Nikon 60mm f2.8 Macro lens - very sharp lens with a 'normal' field of view (that portrays the world as we see it with our eyes).

Nikon 50mm f1.4 lens - we mainly use this lens for star-trails or for nocturnal photography.

Nikon 10.5mm fisheye lens - 180 degrees coverage but with some distortion so I use it mainly for star-trails. If there are lines, like the horizon, it (the horizon) needs to be placed in the centre of the frame to ensure that the line does not bend.

Some professional landscape photographers use a fisheye but most use ultra-wide angle lenses, such as the Nikon 14-24mm f2.8, (it is an expensive lens) that do not distort lines but still offer a very wide angle.
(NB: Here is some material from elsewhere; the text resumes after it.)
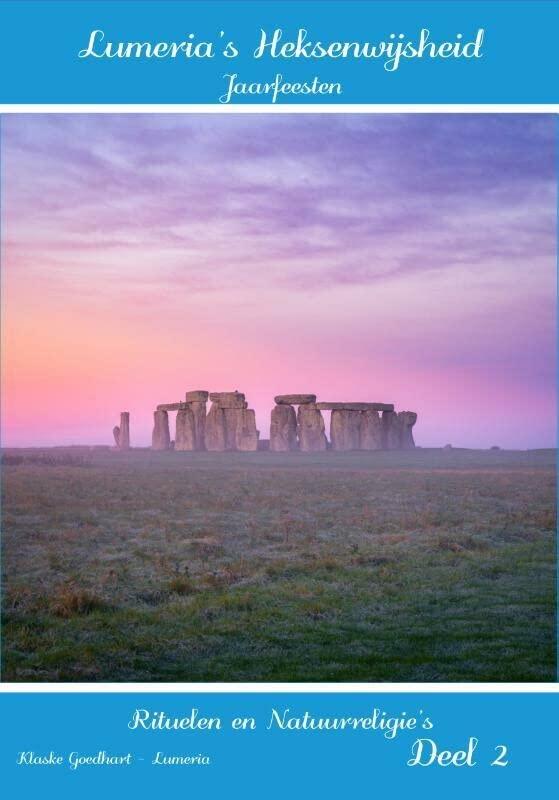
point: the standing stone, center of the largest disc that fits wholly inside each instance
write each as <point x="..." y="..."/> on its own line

Up until recently my widest lens was the 18mm and you may also not have an ultra wide angle lens, so how do you then get photographs of the wide vistas?

Not to fret - you can do panoramas. Shoot a few overlapping frames and then stitch them together! You also don't need Photoshop as there is free software that you can download for the pano-stitching.

For intimate landscapes we use any telephoto lens that is appropriate such as the 18-200 zoom, the 200mm f4 macro, 80-400mm zoom or the 200-400mm f4 zoom lens.

2015 Update

These are now our landscape photography lenses:

Nikon 70-300mm f4.5-f5.6 zoom lens This lens serves as my backup to the Sigma 150-600mm Sport lens and is very sharp.

Nikon 16-35mm f4 zoom - This lens is sharp and has a coverage at its widest of 107 degrees on an FX body.

Nikon 60mm f2.8 Macro lens - very sharp lens with a 'normal' field of view (that portrays the world as we see it with our eyes).

Nikon 50mm f1.8 lens - the f1.8 lens produces much sharper images at the wider apertures than the f1.4 50mm lens.

Sigma Nikon 15mm f2.8 fisheye lens - this lens suits us better than the Nikon as it focuses closer for macro images.  


In addition to the right lenses you will need some accessories...

• A sturdy tripod with ball-head

• A cable release - for use of slow shutter speeds to ensure sharp photographs, vibrant colors and to enable you to shoot star-trails and star-points.

• Filters - there are three important filters for landscapes - polarizer, split neutral density and neutral density.

And that sums up our landscape photo gear.